In the course of educating developers about landscape apps, Magic Leap shows off some key components of the Lumin OS interface. For instance, the app launcher is a circular carousel of eight apps and an overflow button. A sample scene shows how three landscape apps -- the Screens app, a 3D "learning tree," and a photo gallery -- exist in augmented reality simultaneously. We also get a look at the UI for placing an app in the spatial environment and then closing an app, as well as app permissions.
One very interesting revelation is casting, which enables ML1 users to share their view with others, who are able to view the host user's displayed content relative to the ML1's position. While the cast icon looks similar to the share icon in Android, actual media sharing will occur through the Gallery app.
Another tutorial explains Prisms, Lumin's protocol for managing and interacting with content. Prisms control how landscape apps are spawned in the environment and its bounds within the space.
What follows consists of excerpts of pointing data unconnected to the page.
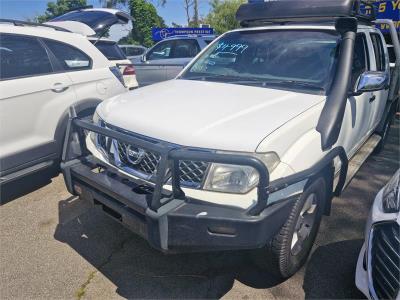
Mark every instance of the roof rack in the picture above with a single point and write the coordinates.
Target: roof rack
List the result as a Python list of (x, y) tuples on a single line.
[(299, 11), (26, 23)]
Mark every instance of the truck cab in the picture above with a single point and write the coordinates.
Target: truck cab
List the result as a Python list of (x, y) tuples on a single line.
[(246, 148)]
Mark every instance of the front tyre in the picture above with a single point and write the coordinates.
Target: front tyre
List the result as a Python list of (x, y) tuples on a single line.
[(289, 249), (384, 134)]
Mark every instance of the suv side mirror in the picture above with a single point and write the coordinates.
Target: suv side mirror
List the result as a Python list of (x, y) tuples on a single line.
[(371, 81)]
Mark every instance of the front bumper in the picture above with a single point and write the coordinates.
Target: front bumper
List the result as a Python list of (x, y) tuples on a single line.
[(169, 220), (179, 225)]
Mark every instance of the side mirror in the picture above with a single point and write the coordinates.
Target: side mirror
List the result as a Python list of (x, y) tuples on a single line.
[(371, 81)]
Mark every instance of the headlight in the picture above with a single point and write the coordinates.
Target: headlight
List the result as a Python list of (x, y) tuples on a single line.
[(391, 197), (238, 179)]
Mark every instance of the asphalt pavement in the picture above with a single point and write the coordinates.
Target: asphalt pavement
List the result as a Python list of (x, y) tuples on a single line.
[(55, 246)]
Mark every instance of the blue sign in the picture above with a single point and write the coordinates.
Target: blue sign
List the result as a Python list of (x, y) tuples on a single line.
[(163, 33), (385, 10)]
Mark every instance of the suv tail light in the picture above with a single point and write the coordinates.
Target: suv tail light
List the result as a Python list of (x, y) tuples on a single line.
[(117, 73), (129, 70)]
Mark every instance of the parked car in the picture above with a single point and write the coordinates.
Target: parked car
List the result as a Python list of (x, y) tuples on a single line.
[(167, 58), (246, 148), (378, 266), (93, 23), (133, 52), (43, 71), (115, 55)]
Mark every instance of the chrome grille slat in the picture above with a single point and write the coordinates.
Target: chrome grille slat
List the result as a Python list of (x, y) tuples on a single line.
[(385, 260), (192, 173)]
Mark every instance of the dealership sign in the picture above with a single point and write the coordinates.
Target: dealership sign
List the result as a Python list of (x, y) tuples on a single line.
[(386, 10), (163, 33)]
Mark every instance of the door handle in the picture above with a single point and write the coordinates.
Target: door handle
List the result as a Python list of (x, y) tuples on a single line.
[(59, 87), (372, 99)]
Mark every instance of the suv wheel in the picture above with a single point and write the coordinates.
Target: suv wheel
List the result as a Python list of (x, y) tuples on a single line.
[(289, 249)]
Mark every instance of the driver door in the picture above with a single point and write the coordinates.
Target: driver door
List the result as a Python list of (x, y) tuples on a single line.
[(357, 116)]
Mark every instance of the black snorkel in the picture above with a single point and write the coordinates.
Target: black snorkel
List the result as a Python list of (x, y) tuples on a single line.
[(330, 121)]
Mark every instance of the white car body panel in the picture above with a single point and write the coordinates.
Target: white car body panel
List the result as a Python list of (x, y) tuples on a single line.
[(31, 110), (73, 26)]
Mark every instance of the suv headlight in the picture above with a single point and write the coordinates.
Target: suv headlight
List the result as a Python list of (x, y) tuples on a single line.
[(391, 197), (238, 179)]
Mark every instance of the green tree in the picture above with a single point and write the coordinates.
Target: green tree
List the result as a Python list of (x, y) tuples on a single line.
[(222, 16), (58, 8), (145, 17)]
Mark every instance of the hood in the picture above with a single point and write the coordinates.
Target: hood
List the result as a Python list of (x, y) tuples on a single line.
[(206, 114)]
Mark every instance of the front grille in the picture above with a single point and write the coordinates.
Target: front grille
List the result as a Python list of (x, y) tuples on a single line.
[(385, 260), (192, 173)]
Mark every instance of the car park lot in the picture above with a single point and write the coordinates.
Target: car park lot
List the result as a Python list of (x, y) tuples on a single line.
[(53, 247)]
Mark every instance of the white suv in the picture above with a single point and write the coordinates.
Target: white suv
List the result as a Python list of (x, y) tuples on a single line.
[(43, 71), (242, 149)]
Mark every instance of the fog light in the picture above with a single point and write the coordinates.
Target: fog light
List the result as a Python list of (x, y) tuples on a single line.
[(78, 189)]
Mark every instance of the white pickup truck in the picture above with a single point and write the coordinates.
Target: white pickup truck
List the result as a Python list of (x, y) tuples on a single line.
[(246, 148)]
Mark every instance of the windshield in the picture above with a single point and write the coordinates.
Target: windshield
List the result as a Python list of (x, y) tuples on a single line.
[(110, 50), (294, 59)]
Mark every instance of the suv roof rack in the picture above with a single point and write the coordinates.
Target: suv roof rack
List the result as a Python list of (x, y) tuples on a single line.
[(26, 23), (299, 11)]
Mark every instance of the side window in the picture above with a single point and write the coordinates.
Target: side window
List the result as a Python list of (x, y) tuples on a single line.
[(22, 56), (70, 58), (161, 51), (186, 49), (134, 51), (379, 52), (361, 58)]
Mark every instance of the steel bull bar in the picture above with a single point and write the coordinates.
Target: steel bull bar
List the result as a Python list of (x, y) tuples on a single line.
[(169, 220)]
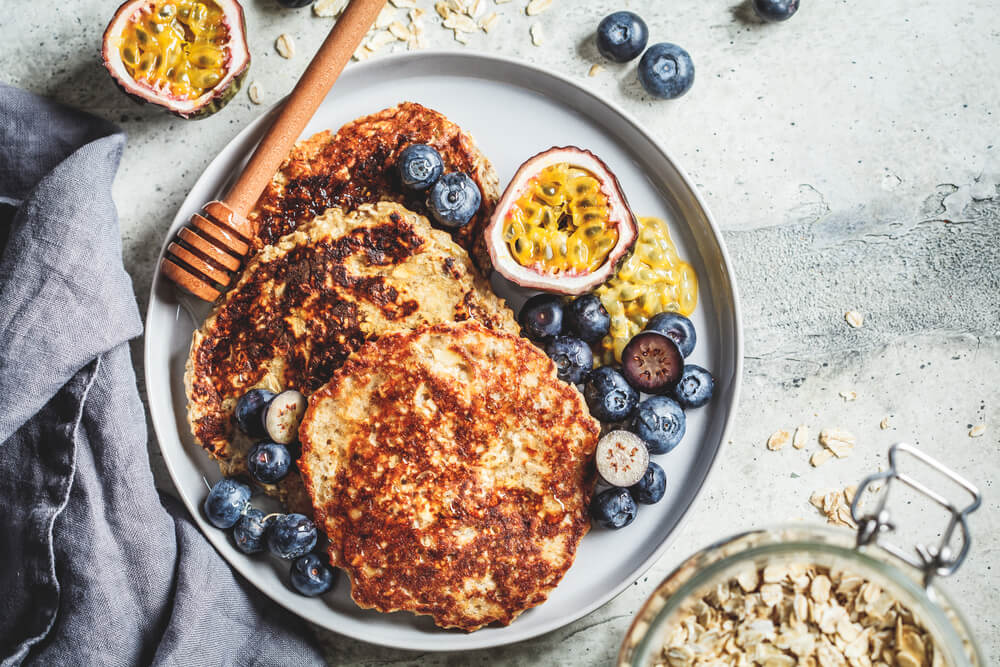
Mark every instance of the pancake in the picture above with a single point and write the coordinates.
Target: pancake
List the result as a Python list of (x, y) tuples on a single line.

Various tutorials on design elements show off animations within the OS. We get a look at the app launcher in motion, voice detection feedback, and gesture-based menu selection, as well as LEDs on the Lightpack and controller reminiscent of the Amazon Echo.
In another first look, Magic Leap previews Magic Leap World, its application marketplace, as it tutors developers on how to build Dioramas, a format for previewing apps in the spatial environment.
While initial demos may have disappointed some onlookers, the sum of these revelations of Lumin OS and Lumin Runtime put some shine back onto Magic Leap One in the run up to its forthcoming launch.